Wir haben die Neigung, geistige Gesetze beiseite zu schieben, wenn wir uns mit administrativen Problemen beschäftigen. Wenn man überlegt, ist gerade dies das genaue Gegenteil des gesamten Konzepts der Bahá’í‑Regierungsform. Bahá’u’lláh, der “Vater”, ist gekommen, um das Himmelreich auf Erden zu errichten. Wenn wir daran wirklich glauben (und das tun wir natürlich), dann müssen wir es analysieren. Es beinhaltet eine nach Gesetzen, und zwar geistigen Gesetzen ablaufende Welt. Es beinhaltet Ordnung, Disziplin und Organisation, aber aufgebaut auf den Prinzipien von Gottes nicht irrendem Propheten und nicht konstruiert vom kleinen, eigennützigen Verstand der Menschen. Daraus folgt, daß die Stelle, an der ein Bahá’í seine größte Tätigkeit entfalten und im höchsten Grade seiner Fähigkeiten den Lehren entsprechend leben sollte, jedwede Zusammenkunft im Rahmen der Administrativen Ordnung ist. Und doch sieht man so oft, wie ein sehr netter Bahá’í einen Großteil, wenn nicht seine gesamte geistige Gesinnung beiseiteschiebt, sobald er zu einer Ratssitzung, einem Ausschuss oder einer Konferenz kommt, und zu einem Geschäftsmann, einem ,reinen Beamten oder sogar etwas, das so leicht einem Politiker ähnelt, wird! Wir haben den Hauptkanal zugestopft ... und wurden wie die anderen Mitglieder aller anderen Ratsversammlungen der Welt, die durch verschiedenartige Absichten, Persönlichkeitsprobleme, individuelle Angriffslust usw. nicht weiter wissen. Ich frage mich, weshalb?
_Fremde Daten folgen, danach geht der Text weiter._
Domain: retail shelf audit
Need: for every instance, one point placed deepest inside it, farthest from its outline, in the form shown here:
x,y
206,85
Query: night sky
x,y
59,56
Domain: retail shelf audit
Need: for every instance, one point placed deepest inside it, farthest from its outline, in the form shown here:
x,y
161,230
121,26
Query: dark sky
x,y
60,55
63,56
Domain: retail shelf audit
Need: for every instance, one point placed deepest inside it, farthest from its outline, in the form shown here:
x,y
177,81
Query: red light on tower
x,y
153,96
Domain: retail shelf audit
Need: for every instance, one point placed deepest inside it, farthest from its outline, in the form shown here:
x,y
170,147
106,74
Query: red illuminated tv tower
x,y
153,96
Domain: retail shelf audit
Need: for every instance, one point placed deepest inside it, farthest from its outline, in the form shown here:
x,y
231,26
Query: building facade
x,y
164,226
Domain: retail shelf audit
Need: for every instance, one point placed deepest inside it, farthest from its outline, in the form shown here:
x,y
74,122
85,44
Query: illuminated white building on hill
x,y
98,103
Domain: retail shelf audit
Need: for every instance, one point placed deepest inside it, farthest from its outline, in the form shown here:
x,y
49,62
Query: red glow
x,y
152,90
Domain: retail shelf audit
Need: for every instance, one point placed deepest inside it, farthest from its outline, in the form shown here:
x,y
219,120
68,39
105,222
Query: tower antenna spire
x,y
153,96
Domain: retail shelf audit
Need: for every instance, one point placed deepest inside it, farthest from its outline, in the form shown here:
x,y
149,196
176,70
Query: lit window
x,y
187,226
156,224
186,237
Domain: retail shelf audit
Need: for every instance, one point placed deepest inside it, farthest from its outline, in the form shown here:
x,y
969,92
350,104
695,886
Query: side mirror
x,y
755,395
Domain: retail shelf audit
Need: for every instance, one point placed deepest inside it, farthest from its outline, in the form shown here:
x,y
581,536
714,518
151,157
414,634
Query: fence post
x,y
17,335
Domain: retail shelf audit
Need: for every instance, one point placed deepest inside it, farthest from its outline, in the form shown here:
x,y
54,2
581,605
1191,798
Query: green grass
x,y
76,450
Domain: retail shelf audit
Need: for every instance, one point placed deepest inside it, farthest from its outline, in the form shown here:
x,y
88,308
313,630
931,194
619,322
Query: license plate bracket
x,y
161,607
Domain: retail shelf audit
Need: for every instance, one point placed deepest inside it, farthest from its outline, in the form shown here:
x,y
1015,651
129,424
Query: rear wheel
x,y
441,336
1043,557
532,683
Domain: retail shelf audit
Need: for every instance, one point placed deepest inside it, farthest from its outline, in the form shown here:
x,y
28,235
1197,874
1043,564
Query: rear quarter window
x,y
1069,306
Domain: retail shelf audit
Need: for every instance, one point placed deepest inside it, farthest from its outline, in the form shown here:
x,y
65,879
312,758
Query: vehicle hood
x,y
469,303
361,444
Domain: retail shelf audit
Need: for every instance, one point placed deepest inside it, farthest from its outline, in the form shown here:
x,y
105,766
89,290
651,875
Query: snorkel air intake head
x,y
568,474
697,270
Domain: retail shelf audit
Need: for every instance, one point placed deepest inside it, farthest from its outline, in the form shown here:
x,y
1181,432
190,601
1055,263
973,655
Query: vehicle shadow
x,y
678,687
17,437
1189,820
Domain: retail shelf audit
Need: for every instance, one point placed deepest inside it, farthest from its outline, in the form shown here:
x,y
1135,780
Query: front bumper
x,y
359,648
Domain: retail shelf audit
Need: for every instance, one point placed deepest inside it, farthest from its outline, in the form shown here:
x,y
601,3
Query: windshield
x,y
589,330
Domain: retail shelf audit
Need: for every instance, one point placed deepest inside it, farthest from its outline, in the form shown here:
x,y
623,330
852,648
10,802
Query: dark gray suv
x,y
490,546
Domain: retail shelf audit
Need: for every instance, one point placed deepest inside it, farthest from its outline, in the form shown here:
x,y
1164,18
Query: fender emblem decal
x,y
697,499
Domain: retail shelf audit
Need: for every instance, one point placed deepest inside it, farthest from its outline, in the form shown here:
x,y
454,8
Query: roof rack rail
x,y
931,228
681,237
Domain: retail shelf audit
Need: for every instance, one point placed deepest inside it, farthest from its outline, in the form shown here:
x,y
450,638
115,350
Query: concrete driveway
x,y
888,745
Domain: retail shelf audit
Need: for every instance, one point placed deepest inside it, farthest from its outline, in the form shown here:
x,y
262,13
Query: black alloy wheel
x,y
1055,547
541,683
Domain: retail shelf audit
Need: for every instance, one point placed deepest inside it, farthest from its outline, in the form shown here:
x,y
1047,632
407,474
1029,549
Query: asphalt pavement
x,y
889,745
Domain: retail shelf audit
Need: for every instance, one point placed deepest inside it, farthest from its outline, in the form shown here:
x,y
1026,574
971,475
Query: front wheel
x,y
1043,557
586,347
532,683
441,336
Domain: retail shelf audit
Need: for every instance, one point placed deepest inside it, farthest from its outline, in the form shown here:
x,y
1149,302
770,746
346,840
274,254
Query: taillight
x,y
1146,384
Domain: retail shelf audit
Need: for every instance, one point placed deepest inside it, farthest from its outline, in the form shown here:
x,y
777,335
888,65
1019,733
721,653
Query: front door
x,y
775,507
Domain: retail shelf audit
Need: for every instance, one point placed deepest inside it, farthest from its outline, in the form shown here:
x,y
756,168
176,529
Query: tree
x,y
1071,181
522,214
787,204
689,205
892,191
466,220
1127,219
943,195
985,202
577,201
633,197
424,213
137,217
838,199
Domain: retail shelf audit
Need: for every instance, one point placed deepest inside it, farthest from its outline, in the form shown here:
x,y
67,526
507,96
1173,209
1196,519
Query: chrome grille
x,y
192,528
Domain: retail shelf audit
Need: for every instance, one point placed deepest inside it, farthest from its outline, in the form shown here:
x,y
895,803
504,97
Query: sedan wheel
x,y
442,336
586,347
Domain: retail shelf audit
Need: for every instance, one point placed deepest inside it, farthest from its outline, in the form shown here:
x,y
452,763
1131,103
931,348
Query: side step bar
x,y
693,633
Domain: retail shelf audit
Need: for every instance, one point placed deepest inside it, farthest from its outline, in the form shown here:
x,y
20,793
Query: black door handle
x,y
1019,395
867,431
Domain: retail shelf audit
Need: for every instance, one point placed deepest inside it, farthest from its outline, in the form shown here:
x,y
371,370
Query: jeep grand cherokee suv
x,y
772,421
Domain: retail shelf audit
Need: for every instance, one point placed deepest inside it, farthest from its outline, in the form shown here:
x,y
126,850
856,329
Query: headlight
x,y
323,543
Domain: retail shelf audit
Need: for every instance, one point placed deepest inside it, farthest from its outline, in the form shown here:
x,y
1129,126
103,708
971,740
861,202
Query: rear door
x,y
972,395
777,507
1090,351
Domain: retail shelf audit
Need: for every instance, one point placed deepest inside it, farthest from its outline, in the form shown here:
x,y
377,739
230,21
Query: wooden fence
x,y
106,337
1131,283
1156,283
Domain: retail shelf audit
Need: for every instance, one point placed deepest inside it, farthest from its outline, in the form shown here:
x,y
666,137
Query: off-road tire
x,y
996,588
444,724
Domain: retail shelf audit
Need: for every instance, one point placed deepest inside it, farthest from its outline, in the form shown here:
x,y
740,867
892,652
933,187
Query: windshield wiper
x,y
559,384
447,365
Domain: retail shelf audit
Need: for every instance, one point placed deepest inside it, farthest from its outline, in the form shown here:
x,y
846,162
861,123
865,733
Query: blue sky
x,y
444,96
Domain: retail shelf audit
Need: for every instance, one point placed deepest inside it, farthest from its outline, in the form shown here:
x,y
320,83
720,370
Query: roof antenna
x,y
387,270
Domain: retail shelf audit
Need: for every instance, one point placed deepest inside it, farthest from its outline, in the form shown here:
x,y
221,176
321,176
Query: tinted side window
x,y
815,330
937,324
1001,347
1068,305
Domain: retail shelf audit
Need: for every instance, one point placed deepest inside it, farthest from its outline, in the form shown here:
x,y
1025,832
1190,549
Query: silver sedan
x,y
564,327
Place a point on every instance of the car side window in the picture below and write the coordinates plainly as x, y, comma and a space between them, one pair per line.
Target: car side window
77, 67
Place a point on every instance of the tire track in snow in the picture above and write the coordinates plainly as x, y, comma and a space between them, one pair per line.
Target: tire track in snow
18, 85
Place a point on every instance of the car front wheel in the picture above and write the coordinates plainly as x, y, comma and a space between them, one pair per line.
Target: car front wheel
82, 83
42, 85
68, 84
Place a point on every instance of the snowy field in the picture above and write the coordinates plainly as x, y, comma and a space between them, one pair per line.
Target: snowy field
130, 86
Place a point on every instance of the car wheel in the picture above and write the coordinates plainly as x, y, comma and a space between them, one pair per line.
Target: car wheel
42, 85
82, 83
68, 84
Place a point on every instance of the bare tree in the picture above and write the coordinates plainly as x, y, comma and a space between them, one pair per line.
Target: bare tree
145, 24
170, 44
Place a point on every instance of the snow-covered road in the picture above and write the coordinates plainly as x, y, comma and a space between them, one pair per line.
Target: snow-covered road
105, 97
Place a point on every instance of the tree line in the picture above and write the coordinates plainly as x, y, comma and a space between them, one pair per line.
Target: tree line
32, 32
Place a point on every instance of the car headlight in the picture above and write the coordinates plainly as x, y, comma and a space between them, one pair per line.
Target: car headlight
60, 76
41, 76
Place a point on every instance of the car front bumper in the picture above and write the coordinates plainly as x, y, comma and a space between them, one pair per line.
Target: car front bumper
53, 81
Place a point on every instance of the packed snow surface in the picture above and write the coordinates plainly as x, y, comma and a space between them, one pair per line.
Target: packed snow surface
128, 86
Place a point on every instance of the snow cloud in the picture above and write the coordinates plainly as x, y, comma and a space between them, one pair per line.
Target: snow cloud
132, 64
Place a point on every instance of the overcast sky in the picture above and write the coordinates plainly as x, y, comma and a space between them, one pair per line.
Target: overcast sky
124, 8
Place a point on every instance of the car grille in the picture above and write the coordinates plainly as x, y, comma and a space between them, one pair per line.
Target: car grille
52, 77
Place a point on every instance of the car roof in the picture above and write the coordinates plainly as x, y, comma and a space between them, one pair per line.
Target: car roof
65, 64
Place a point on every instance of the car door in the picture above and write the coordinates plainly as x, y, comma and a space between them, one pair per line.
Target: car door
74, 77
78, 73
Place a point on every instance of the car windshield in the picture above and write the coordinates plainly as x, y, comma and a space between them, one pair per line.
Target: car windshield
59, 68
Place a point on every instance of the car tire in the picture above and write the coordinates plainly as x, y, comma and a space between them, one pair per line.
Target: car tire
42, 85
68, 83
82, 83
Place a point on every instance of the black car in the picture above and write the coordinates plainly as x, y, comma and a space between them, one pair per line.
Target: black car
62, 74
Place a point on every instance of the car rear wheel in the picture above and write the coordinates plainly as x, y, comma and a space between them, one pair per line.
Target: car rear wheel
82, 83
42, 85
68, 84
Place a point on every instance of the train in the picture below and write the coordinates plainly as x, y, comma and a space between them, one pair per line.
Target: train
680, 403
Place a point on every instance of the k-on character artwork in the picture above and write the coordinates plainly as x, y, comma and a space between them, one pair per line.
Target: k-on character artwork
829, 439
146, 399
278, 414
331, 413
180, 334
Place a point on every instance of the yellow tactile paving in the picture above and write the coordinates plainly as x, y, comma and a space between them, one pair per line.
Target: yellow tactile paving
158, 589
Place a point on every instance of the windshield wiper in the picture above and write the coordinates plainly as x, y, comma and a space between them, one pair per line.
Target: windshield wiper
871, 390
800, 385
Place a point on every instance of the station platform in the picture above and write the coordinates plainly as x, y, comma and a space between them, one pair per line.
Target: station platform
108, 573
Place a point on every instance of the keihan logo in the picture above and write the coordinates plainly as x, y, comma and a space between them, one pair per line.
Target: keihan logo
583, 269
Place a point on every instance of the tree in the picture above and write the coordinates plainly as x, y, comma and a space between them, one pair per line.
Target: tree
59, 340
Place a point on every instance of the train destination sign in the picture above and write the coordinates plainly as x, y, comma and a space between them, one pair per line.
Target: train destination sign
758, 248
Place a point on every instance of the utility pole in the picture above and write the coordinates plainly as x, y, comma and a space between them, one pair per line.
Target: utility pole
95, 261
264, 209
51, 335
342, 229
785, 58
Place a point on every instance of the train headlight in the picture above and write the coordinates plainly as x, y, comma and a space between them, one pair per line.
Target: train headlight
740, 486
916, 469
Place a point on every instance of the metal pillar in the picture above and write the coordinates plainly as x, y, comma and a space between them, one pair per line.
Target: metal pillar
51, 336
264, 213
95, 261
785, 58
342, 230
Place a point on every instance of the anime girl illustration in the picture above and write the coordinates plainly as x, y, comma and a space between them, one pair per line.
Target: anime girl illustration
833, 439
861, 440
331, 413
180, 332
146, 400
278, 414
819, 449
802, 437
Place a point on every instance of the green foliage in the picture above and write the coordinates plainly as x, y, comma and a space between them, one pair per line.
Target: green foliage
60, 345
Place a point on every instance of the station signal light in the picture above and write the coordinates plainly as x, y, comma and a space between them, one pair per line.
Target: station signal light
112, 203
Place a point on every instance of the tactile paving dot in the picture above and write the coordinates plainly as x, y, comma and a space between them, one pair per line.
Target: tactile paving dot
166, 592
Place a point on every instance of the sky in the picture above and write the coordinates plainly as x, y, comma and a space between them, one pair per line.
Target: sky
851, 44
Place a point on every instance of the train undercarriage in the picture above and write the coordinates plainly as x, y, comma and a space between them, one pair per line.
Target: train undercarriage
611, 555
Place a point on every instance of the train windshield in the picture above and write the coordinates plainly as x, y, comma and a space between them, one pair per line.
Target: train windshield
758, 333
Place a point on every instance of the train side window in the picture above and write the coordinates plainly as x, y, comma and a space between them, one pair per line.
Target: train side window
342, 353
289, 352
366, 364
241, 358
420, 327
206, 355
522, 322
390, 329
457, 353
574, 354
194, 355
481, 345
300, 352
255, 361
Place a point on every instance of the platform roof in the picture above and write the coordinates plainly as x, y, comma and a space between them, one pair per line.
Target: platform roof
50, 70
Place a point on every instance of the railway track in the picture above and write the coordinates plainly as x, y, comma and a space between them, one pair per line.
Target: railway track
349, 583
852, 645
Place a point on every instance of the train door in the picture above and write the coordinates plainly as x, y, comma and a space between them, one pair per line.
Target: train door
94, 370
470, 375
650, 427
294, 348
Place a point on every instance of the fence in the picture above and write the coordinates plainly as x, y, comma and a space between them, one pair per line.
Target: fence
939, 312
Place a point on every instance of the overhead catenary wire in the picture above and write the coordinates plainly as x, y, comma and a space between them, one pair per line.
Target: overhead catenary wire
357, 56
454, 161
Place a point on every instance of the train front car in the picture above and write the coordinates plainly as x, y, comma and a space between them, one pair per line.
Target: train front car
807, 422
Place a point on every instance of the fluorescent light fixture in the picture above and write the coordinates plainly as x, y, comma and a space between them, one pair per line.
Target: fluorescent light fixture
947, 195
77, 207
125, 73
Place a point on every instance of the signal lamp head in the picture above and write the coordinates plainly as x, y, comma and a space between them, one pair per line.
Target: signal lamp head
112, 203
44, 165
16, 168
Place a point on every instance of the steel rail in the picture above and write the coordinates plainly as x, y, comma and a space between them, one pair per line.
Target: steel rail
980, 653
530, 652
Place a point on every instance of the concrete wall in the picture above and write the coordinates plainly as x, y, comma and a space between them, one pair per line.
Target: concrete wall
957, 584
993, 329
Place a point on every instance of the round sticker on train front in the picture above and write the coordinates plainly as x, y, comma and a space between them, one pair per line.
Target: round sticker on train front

Weil wir glauben, kompetent zu sein, alle weltlichen Angelegenheiten gemäß unserer eigenen “Erleuchtung” erledigen zu können? Was auch immer der Grund sein mag ‑ hier liegt die Ursache, die unsere Bahá’í‑Gemeinde davon abhält, breite Massen zur Sache zu führen, denn diese Ursache hält uns davon zurück, die Liebe und Einheit, nach der sich die ganze menschliche Rasse sehnt, unter einer großen Masse von Menschen zu erzeugen. Wir denken zu sehr an unsere eigenen Fähigkeiten und insgesamt zu wenig an das, was die Kraft Gottes durch jede noch so unbedeutende kleine Seele, die sich öffnet, leisten kann. Das größte lebendige Beispiel, an dem ich gesehen habe, was jemand, der sich der Kraft Gottes anvertraut hat, leisten kann, war Martha Root. Nicht, dass sie unbedeutend war ‑ das war sie nicht, sie war eine begabte und intelligente Frau. Aber was sie leistete, war unendlich weit jenseits ihrer eigenen Kräfte. Und sie wusste es. Sie pflegte zu sagen: “Bahá’u’lláh vollbringt es!”